One final nested cross-sectional study by Meland [29] also argues that scheduled follow-up may mitigate against any potential adverse effects from knowledge of CHD risk scores, although results must be interpreted with caution given the high potential for confounding. In this study, investigators compared the overall satisfaction with life of 115 high risk men enrolled in a randomized trial of heart disease prevention (including every 3 month follow-up) with the overall satisfaction with life of a random sample of low risk men (n = 92, comprising 61% of those sent a postal query) who were excluded from participation in the trial. Baseline characteristics of participants were not provided, but significant differences would be expected based on risk alone. Satisfaction with life was measured with a single question at screening and inclusion, which showed moderate correlation to the GHQ-28, and was no different in men who were labeled as high risk and enrolled in the trial and those who were low risk and precluded from enrollment (between group difference +0.1 on a 7-pt Likert scale, p0.9).

Perceived health status

A single methodologically limited randomized controlled trial by Marteau [25] examined the effects of patient knowledge of CHD risk scores on perceived general health status. In this study 3000 couples were randomized to screening, including CHD risk calculation, or no screening. All patients who had a CHD risk calculated were counseled on ways to reduce CHD risk, and they were offered follow-up at a frequency commensurate with their level of risk (i.e. more frequent follow-up for higher risk patients). Outcomes included perceptions of health, the risk of suffering a heart attack, and the ability to reduce CHD risk at 1 year. Results suggest that participation in a screening program including calculation of a CHD risk score and appropriate counseling was not associated with adverse concerns about health, although subjects who were screened did have a sense of less ability to lower their risk. Unfortunately, limited data about the baseline characteristics of participants (even in background studies) and patient follow-up with the possibility for confounding limit conclusions from these findings.

Motivation

A single methodologically limited study by Marteau [25] examined the effects of patient knowledge of risk scores on motivation. This study was discussed in detail above. As already noted, this study showed that subjects who participated in a screening program that included calculation of a CHD risk score has a reduced sense that they could lower their risk (-6.4%, p < 0.001). Interestingly, this lower self efficacy was associated with greater risk reduction, suggesting that the lower self efficacy may have resulted from activated patients exhausting their options for risk reduction or reaching personally acceptable levels of risk. Unfortunately, authors did not have data to examine possible explanations further and methodological issues hamper interpretation.

Discussion

Clinical guidelines have suggested that calculation of global CHD risk is a useful addition to the clinician's armamentarium to reduce the burden of CHD in the population. However, we found surprisingly little evidence that physician knowledge of global CHD risk currently translates into improved clinical outcomes. We found two fair quality studies that showed that physician knowledge of global CHD risk is associated with increased prescription of cardiovascular drugs in high risk (but not all) patients. Two additional fair quality studies showed no effect on their primary outcomes, but one was underpowered and the other focused on prescribing of lifestyle changes, rather than drugs whose prescribing might be expected to be targeted by risk level. One of these aforementioned studies showed improved blood pressure in high-risk patients, but no improvement in the proportion of patients at high risk, perhaps due to the high proportion of participants with baseline risks significantly exceeding the risk threshold. Other studies were too methodologically limited to draw conclusions regarding the effect of physician knowledge of global CHD risk on beneficial intermediate outcomes and no studies addressed the effect of physician risk calculation on actual CHD outcomes. Importantly, five studies (including two of fair quality) examined harms and found no evidence of harm from patient knowledge of global risk scores when they were accompanied by counseling, or optional or scheduled follow-up.

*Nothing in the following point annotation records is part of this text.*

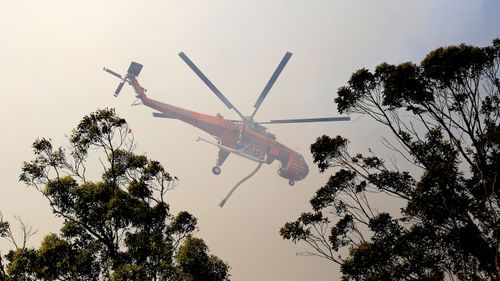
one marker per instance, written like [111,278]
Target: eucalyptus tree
[443,115]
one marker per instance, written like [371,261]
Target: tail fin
[133,71]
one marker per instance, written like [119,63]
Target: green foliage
[116,227]
[197,265]
[444,114]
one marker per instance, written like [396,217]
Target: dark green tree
[443,115]
[117,226]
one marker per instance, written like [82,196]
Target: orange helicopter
[245,137]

The finding that physicians increased their prescribing of cardiovascular drugs in high risk (but not all) patients suggests that global CHD risk scores may be having their intended effect: increasing allocation of therapies to those most likely to benefit. Current guidelines recommend aspirin and lipid lowering therapy for high risk patients; and, evidence supports a similar approach for hypertension therapy [11, 36]. By contrast, diabetes guidelines are not risk-based because diabetes appears to be a CHD risk equivalent [37]. Thus, the lack of effect of the intervention on diabetes treatment in the Hall study could be seen, not as a failure of global risk scores, but as a marker of good clinical care. Similar reasoning might be applied to the lack of diet, exercise, and smoking counseling in the studies by Hall, Jacobsen, and van Steenkiste [22–24]: these are indicated regardless of CHD risk due to their efficacy in preventing the development of either CHD risk factors or other illness.

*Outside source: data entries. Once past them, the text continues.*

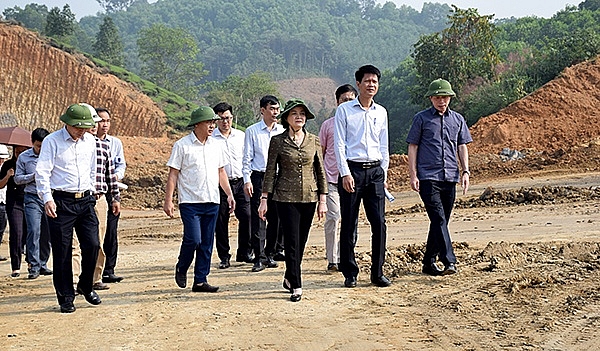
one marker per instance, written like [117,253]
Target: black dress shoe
[180,278]
[270,263]
[246,259]
[204,287]
[91,297]
[450,269]
[381,282]
[286,285]
[111,278]
[67,307]
[350,282]
[224,264]
[432,269]
[279,256]
[45,271]
[258,266]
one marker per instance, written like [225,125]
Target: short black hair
[268,100]
[102,109]
[342,89]
[39,134]
[367,69]
[222,107]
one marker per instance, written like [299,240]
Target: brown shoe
[100,286]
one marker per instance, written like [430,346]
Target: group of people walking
[276,175]
[65,183]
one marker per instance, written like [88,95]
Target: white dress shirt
[256,147]
[234,150]
[116,150]
[198,165]
[361,135]
[65,164]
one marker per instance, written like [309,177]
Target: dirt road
[528,280]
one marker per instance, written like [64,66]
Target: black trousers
[438,198]
[111,241]
[296,227]
[368,187]
[17,232]
[72,214]
[265,234]
[242,213]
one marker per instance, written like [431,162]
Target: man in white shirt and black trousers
[361,150]
[64,177]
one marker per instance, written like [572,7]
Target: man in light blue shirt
[64,177]
[361,150]
[38,237]
[266,240]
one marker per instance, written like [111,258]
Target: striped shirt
[106,176]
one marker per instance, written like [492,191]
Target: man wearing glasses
[233,146]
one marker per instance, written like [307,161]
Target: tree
[111,6]
[33,16]
[243,94]
[60,24]
[170,59]
[464,51]
[108,45]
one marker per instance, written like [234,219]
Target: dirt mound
[560,115]
[39,81]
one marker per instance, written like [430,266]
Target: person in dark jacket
[295,176]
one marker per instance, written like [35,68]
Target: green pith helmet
[78,115]
[440,87]
[201,114]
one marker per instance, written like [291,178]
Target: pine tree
[108,45]
[60,24]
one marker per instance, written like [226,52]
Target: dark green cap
[78,115]
[440,87]
[201,114]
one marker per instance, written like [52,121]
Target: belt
[364,165]
[66,194]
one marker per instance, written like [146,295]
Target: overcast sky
[501,8]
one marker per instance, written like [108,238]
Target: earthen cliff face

Despite increased prescribing of blood pressure and lipid lowering drugs, the lack of effect of physician knowledge of global risk scores on CHD risk in the Montgomery study raises concerns about whether global risk scores will ultimately translate into improved clinical outcomes. Although the lack of effect may be due to measurement of CHD risk as a categorical variable (> 10% or not), it may also be due to a host of patient factors that are intermediary to improved clinical outcomes. To effect improved outcomes, global risk scores must be communicated to patients, increase their perceived risk, and increase their acceptance and long-term adherence to prescribed therapy. Almost none of these intermediate steps were measured in the studies in this review. Several studies have examined the effect of giving global risk information directly to patients (rather than physicians), however [38–40]. In aggregate, these studies suggest that giving patients global risk information in combination with individualized counseling and/or detailed group education (but not alone) may result in reductions in CHD risk factors (e.g. poor diet, physical inactivity, obesity, and smoking) and CHD risk. Unfortunately, none of these studies examined the impact of global risk information on medication use, although one showed higher patient intent to use medication when compared with usual care [40].

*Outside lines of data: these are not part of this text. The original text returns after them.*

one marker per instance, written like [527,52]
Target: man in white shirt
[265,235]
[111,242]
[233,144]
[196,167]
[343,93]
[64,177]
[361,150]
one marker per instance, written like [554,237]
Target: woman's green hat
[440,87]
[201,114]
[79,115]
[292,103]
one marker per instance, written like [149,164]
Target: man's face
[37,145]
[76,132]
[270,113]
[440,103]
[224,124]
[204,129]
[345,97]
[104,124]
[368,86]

To adequately judge the clinical impact of global risk scores, more work is needed. Studies need to define a conceptual framework for the impact of global risk calculation and more explicitly measure the potential mediators of improved outcomes. This will allow a more accurate assessment of whether risk scores have the potential to effect changes in clinical outcomes. Risk is a difficult concept, even for highly educated people [41]. Thus, future studies need to be designed to identify whether physicians and patients appropriately interpret and use risk scores or whether changes in outcomes are due to the presentation of ancillary information, particularly about risk factors themselves.

Future studies also need to determine what happens when physicians are asked to calculate risk (as they would in clinical practice) rather than just interpret its meaning. Montgomery's finding that patient risk factor profiles improved when physicians were randomized to use a risk chart, but not a computer-based intervention, raises questions about physicians' willingness to expend effort in calculating global CHD risk. Through personal communication, we learned that physicians in Montgomery's study had computers available in all exam rooms, but neither the actual use of the computer-based intervention, nor the additional time and effort needed to use it were measured. Future studies of risk calculation interventions should measure both the use of the intervention and environmental factors that are known to be barriers to physician guideline adherence [42].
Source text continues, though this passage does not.